©Photo Laurent Thareau
UNE PROPOSITION DE LOI VISANT À FACILITER L'ACCÈS AU SPORT
La députée La République en marche des Hauts-de-Seine, Céline Calvez, a déposé mardi 26 juillet une proposition de loi « visant à démocratiser le sport en France »

Une étude Eurobaromètre, datant de 2014, indiquait que « 42 % des Français (ont déclaré) ne jamais avoir fait de sport »  en 2013. Inquiétant, ce taux de non-pratiquants a en fait encore progressé. Selon la même étude Eurobaromètre, la proportion de Français qui n’ont jamais exercé ou pratiqué un sport atteignait, en 2017, 46 % (exactement au niveau de la moyenne européenne). 
« Les publics les plus éloignés de la pratique sportive sont les demandeurs d’emploi, les retraités, les ouvriers et les femmes et hommes au foyer. Les causes sont multiples mais les principales sont concentrées sur le manque d’équipement accessible, les contraintes professionnelles ou familiales qui nous empêchent de libérer du temps de pratique », explique Céline Calvez, la députée En marche des Haute-de-Seine qui a déposé mardi 26 janvier un projet de loi "visant à démocratiser le sport en France".. 

Ouvrir les gymnases scolaires aux utilisateurs extérieurs

Pour tenter d’inverser la tendance et atteindre l'objectif fixé par Emmanuel Macron de trois millions de pratiquants réguliers supplémentaires d'ici 2022, la majorité souhaite « faciliter l’accès aux pratiques physiques et sportives pour tous les Français, et notamment ceux qui en sont aujourd’hui les plus éloignés ». Concrètement, elle propose, dans l’article 2, d’ouvrir « l’accès aux équipements sportifs scolaires actuels et futurs aux utilisateurs extérieurs ». Ainsi, « lors de la création d’établissements publics locaux d’enseignement, les équipements (nécessaires à la pratique de l'éducation physique et sportive) doivent comporter un accès permettant leur utilisation indépendante ». De la même façon, le président du conseil départemental pourra, et c’est nouveau, « autoriser l'utilisation de locaux et d'équipements scolaires des collèges, pendant les heures ou les périodes au cours desquelles ils ne sont pas utilisés pour les besoins de l'éducation populaire, de la vie citoyenne et des pratiques culturelles, artistiques et (désormais) sportives par des associations ». La même ouverture serait appliquée dans les lycées.
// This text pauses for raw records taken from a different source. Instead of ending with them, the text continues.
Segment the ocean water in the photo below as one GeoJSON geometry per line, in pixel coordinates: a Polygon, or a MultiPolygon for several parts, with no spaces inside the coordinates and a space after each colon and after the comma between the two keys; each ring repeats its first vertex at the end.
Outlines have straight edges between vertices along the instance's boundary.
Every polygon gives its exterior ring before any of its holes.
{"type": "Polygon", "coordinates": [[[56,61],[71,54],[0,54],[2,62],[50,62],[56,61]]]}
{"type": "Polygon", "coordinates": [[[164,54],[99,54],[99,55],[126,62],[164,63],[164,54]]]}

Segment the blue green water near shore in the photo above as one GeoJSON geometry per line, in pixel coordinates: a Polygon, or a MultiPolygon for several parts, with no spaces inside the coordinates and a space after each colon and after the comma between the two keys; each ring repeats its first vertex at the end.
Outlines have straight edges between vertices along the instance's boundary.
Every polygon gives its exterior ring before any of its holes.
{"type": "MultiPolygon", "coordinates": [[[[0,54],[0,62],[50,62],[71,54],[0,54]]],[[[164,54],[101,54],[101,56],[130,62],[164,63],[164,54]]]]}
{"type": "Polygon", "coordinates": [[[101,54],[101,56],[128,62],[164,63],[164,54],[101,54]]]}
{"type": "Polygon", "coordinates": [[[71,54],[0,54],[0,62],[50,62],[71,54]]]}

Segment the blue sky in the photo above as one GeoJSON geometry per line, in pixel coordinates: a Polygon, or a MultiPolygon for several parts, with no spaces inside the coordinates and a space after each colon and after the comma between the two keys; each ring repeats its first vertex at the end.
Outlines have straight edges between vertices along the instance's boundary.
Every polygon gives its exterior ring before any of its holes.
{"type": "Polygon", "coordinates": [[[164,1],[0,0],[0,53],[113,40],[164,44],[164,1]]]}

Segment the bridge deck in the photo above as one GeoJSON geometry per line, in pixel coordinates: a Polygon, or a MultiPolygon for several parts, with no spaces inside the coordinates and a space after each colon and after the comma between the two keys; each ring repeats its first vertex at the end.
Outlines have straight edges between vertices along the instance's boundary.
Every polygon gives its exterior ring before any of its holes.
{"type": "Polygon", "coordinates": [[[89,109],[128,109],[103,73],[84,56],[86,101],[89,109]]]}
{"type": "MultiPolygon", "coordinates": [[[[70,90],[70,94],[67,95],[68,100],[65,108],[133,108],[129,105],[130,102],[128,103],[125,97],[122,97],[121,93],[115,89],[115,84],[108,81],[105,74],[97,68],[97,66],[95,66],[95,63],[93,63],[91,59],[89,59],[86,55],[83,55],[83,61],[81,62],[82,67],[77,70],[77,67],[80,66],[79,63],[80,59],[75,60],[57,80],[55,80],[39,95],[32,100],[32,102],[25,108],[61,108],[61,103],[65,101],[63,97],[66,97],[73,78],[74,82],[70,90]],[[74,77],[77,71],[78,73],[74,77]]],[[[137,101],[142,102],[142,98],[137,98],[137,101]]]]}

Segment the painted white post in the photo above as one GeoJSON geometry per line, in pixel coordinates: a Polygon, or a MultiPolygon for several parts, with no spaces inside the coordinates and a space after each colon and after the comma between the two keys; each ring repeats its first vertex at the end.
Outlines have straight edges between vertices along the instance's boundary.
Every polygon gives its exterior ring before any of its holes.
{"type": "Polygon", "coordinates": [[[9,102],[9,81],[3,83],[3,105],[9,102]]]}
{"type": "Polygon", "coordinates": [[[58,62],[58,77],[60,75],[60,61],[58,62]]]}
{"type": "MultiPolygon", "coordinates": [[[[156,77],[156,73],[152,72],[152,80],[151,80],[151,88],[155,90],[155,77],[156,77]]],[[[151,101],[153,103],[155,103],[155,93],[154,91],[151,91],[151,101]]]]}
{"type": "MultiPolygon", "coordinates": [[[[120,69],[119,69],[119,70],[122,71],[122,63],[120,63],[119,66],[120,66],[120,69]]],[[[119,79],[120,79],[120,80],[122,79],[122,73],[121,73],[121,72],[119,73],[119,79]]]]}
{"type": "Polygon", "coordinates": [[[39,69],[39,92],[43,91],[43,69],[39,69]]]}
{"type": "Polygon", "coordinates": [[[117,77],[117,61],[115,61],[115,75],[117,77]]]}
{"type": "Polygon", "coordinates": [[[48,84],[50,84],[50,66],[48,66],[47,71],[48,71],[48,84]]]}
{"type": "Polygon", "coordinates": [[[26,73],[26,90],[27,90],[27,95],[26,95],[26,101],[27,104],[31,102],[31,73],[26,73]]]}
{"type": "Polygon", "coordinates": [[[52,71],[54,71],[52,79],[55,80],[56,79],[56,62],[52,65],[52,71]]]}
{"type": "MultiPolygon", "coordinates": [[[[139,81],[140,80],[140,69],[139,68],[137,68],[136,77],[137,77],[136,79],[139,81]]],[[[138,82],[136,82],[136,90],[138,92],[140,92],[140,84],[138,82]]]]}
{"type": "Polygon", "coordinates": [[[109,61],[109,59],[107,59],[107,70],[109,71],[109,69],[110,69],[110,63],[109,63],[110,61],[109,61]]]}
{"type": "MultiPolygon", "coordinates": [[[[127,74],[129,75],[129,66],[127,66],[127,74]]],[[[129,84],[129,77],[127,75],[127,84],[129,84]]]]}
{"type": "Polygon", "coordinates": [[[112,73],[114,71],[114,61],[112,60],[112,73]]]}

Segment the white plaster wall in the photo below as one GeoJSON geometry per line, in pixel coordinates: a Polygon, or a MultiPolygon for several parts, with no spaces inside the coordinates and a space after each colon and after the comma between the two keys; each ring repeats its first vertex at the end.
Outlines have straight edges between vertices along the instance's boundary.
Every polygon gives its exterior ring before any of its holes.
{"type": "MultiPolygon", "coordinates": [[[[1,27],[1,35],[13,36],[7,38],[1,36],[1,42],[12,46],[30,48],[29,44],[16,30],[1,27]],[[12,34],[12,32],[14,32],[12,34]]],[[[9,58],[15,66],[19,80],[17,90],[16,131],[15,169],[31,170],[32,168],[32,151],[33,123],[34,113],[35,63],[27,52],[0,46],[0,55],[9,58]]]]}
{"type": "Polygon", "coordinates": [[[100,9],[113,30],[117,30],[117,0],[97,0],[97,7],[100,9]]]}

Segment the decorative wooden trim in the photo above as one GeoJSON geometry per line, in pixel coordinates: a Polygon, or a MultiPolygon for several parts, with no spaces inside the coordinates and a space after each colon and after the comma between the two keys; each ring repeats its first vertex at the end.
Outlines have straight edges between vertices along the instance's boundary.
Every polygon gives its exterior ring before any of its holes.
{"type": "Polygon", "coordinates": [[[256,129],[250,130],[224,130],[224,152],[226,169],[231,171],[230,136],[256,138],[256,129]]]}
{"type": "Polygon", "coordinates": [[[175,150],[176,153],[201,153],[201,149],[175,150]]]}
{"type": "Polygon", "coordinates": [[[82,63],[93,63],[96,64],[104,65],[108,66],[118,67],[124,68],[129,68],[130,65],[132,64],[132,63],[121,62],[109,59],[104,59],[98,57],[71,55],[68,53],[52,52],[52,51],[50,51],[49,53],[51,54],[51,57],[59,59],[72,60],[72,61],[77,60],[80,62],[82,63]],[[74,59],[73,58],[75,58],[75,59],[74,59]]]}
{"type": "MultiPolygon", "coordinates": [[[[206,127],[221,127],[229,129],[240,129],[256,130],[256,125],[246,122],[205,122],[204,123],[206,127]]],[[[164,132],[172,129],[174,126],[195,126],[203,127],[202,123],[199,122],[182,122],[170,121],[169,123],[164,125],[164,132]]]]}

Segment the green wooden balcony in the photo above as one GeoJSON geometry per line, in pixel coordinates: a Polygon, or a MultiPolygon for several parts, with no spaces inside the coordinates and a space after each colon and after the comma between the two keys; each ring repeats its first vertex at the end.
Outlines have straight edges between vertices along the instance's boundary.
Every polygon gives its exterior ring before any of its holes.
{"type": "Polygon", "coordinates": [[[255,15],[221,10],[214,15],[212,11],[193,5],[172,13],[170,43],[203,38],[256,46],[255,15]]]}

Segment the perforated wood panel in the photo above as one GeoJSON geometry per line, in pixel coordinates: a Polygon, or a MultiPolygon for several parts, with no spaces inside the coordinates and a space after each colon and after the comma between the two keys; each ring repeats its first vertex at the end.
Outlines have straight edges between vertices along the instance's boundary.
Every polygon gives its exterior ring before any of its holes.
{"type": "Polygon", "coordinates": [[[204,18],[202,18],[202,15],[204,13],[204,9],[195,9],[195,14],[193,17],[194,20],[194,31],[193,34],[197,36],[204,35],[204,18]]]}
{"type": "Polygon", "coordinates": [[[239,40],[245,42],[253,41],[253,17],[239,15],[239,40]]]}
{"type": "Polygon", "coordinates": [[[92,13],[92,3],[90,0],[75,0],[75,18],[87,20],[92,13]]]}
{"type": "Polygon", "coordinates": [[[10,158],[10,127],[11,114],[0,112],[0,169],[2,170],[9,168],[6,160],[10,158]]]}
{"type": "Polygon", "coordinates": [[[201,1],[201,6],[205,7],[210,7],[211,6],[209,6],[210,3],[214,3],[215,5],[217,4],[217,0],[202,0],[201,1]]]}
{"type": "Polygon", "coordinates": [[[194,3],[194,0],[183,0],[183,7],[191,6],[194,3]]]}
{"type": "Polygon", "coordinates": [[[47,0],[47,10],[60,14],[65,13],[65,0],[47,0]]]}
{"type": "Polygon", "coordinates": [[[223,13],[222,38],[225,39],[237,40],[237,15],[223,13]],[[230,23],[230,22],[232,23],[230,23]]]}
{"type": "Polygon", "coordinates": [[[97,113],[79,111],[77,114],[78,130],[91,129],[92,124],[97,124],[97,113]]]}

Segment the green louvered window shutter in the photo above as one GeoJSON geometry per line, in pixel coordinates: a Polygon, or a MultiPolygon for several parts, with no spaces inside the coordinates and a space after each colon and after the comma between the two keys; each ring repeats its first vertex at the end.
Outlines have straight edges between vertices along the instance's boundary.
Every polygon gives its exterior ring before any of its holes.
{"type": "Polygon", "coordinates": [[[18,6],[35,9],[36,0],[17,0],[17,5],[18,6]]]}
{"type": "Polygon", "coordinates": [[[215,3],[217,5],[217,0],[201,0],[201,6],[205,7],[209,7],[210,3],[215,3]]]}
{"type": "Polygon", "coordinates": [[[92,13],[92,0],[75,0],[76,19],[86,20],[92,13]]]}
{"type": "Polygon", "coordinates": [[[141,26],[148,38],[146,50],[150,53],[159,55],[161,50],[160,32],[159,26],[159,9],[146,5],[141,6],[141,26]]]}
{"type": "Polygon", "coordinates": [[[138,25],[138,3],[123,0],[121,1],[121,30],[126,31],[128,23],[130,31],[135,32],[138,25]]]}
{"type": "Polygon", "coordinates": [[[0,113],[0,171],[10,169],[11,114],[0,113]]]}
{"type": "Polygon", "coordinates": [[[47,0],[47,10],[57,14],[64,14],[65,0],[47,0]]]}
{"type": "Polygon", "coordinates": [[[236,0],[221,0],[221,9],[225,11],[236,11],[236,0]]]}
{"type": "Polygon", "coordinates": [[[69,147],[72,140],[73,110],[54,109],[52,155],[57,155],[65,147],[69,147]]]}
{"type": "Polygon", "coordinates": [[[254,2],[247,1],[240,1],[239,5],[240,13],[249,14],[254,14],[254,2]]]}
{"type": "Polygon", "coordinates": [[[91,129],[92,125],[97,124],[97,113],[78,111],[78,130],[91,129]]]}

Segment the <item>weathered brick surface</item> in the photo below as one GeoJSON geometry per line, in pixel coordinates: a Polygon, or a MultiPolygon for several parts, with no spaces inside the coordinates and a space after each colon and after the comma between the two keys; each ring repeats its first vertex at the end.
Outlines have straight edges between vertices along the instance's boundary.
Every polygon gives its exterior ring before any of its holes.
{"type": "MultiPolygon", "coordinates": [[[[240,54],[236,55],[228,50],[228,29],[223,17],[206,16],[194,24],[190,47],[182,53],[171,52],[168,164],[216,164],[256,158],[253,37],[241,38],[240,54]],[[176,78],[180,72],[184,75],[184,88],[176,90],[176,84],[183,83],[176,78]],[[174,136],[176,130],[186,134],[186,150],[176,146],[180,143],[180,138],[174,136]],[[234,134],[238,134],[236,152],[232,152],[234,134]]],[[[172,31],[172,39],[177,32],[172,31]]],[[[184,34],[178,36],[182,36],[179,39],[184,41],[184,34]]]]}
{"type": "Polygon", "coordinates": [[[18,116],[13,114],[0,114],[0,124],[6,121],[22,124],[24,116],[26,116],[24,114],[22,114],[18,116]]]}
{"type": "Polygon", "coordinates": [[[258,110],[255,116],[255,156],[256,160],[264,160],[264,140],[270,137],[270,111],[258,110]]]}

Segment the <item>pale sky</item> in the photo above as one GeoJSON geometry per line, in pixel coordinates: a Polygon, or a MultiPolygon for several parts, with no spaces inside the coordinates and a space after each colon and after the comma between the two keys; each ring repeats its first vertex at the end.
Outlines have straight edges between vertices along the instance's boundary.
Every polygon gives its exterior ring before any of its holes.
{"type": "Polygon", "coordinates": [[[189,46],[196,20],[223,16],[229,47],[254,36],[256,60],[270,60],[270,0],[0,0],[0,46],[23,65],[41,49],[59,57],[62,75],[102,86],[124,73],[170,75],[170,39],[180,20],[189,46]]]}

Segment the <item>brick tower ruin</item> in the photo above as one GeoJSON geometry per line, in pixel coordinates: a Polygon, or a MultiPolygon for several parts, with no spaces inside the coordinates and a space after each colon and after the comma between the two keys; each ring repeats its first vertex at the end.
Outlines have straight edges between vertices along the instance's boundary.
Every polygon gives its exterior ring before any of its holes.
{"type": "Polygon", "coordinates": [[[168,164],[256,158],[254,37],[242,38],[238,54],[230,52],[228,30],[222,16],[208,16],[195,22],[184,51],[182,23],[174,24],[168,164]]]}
Des plans sportifs locaux élaborés par des collectivités volontaires

Pour développer la pratique sportive pour le plus grand nombre, la majorité propose encore, dans l’article 3, « aux collectivités territoriales volontaires d’élaborer des plans sportifs locaux qui associent tous les acteurs du sport au niveau local : collectivités territoriales, associations, mouvements sportifs, acteurs économiques, acteurs de la santé, les établissements scolaires, les professionnels du secteur de l’activité physique adaptée et les établissements accueillant des personnes en situation de handicap ». Ces plans, poursuit le texte, « nourriront les diagnostics territoriaux réalisés dans le cadre des conférences régionales du sport afin de contribuer à une prise en compte efficiente des stratégies sportives locales ». 
Ces conférences régionales du sport, une des deux composantes de l'Agence nationale du sport au niveau local, devront, par ailleurs, tenir compte de deux spécificités territoriales supplémentaires pour établir leur projet sportif territorial : « les savoirs sportifs fondamentaux »  et « le sport santé ». Jusqu’ici, il y avait huit aspects à prendre en considération, comme « le développement du sport pour toutes et tous sur l'ensemble du territoire », « la construction et l'entretien d'équipements sportifs structurants »  ou encore « la réduction des inégalités d'accès aux activités physiques et sportives ».
Notons, enfin, qu’avec l’article 1, l'action sociale et médico-sociale s'inscrit désormais dans les missions d'intérêt général et d'utilité sociale que sont les « actions contribuant au développement social et culturel, des activités physiques et sportives (c’est nouveau) et à l'insertion par l'activité économique ».
Cette proposition de loi est composée de huit autres articles relatifs à la fois au « renouvellement du cadre de la gouvernance des fédérations »  et au « modèle économique sportif ». Ainsi, l’article 5 met en place la parité intégrale au sein des instances nationales et déconcentrées des fédérations et l’article 11 ouvre les sociétés sportives au modèle de l’économie sociale et solidaire.